Sobre Narciso e a minha intolerância

“Falando a verdade com espírito de amor, cresçamos em tudo até alcançarmos a altura espiritual de Cristo, que é a cabeça.” (Efésios 4:15)

Quem nunca ouviu a expressão “Narciso acha feio tudo o que não é espelho” não sabe o que é perder uma amizade por causa de uma divergência de opiniões ou deixar alguém de escanteio porque não é “seu tipo preferido de amigo ou ser a própria pessoa deslocada por não se enquadrar nos padrões do grupo. Ou então é porque não deu uma breve olhada no facebook pra notar o verdadeiro ringue eleitoral que se formou nesses últimos dias.

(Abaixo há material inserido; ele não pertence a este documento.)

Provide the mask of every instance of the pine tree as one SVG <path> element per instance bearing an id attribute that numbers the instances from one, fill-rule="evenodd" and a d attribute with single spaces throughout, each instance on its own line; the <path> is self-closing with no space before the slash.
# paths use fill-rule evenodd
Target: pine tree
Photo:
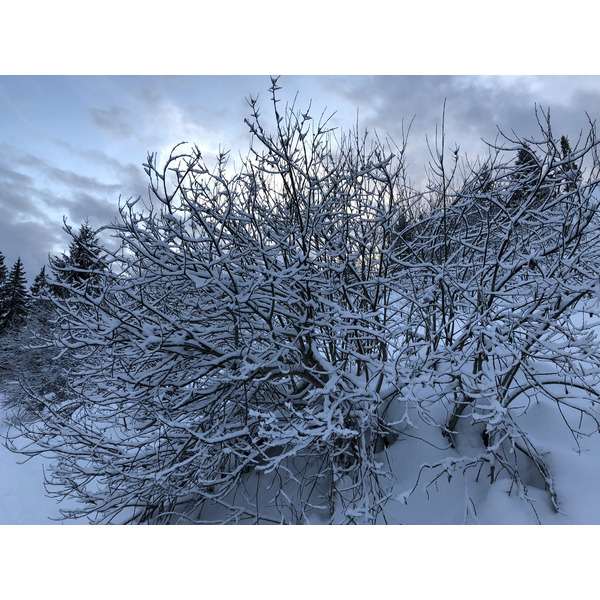
<path id="1" fill-rule="evenodd" d="M 0 288 L 4 285 L 6 281 L 6 275 L 8 271 L 6 270 L 6 265 L 4 264 L 4 254 L 0 252 Z"/>
<path id="2" fill-rule="evenodd" d="M 73 234 L 68 252 L 50 257 L 52 279 L 56 282 L 51 289 L 55 295 L 64 297 L 69 286 L 95 284 L 96 275 L 93 271 L 97 270 L 100 262 L 97 247 L 96 232 L 86 221 L 81 225 L 79 233 Z"/>
<path id="3" fill-rule="evenodd" d="M 0 331 L 23 323 L 27 315 L 27 279 L 23 263 L 18 258 L 10 270 L 3 286 L 2 314 L 0 315 Z"/>
<path id="4" fill-rule="evenodd" d="M 30 292 L 32 297 L 38 298 L 43 291 L 48 287 L 46 283 L 46 266 L 42 267 L 42 270 L 35 276 L 33 280 L 33 284 L 30 288 Z"/>
<path id="5" fill-rule="evenodd" d="M 4 254 L 0 252 L 0 318 L 4 314 L 4 303 L 5 303 L 5 295 L 6 295 L 6 276 L 8 275 L 8 271 L 6 269 L 6 265 L 4 264 Z"/>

Não brigamos por causa de religião, política ou futebol, na verdade brigamos por que existem pessoas com opiniões e padrões diferentes dos nossos e temos dificuldade de conviver com aquilo que não é espelho, ou seja, com o que difere de nós mesmos. Temos um grupo perfeito, um casamento perfeito ou uma amizade perfeita até o momento que descobrimos que o outro não é nosso espelho, mas que tem impressões próprias, vontade própria e pensamentos próprios, e a chateação pelo outro ser diferente é reflexo de nossa intolerância. Para nós o outro é quem está errado e tem que mudar de idéia sempre e é nossa missão convencê-lo disso.

A intolerância está presente na historia da humanidade e com o cristianismo não foi diferente. Os primeiros cristãos se tornaram mártires porque declaravam algo contrário ao contexto político e religioso da época.

Mas hoje presencio uma intolerância dos cristãos com aqueles que não são, ao passo que Jesus mandou amar (sem reservas e independente de quem seja) mas hoje preferimos criticar, aborrecer ou não se misturar, atitude bem diferente de Jesus que amou até o último instante e que não se incomodava em conversar com prostitutas, jantar com publicanos ou se ajuntar com pecadores, ele amou todos sem reservas e até o fim, já quanto a nós…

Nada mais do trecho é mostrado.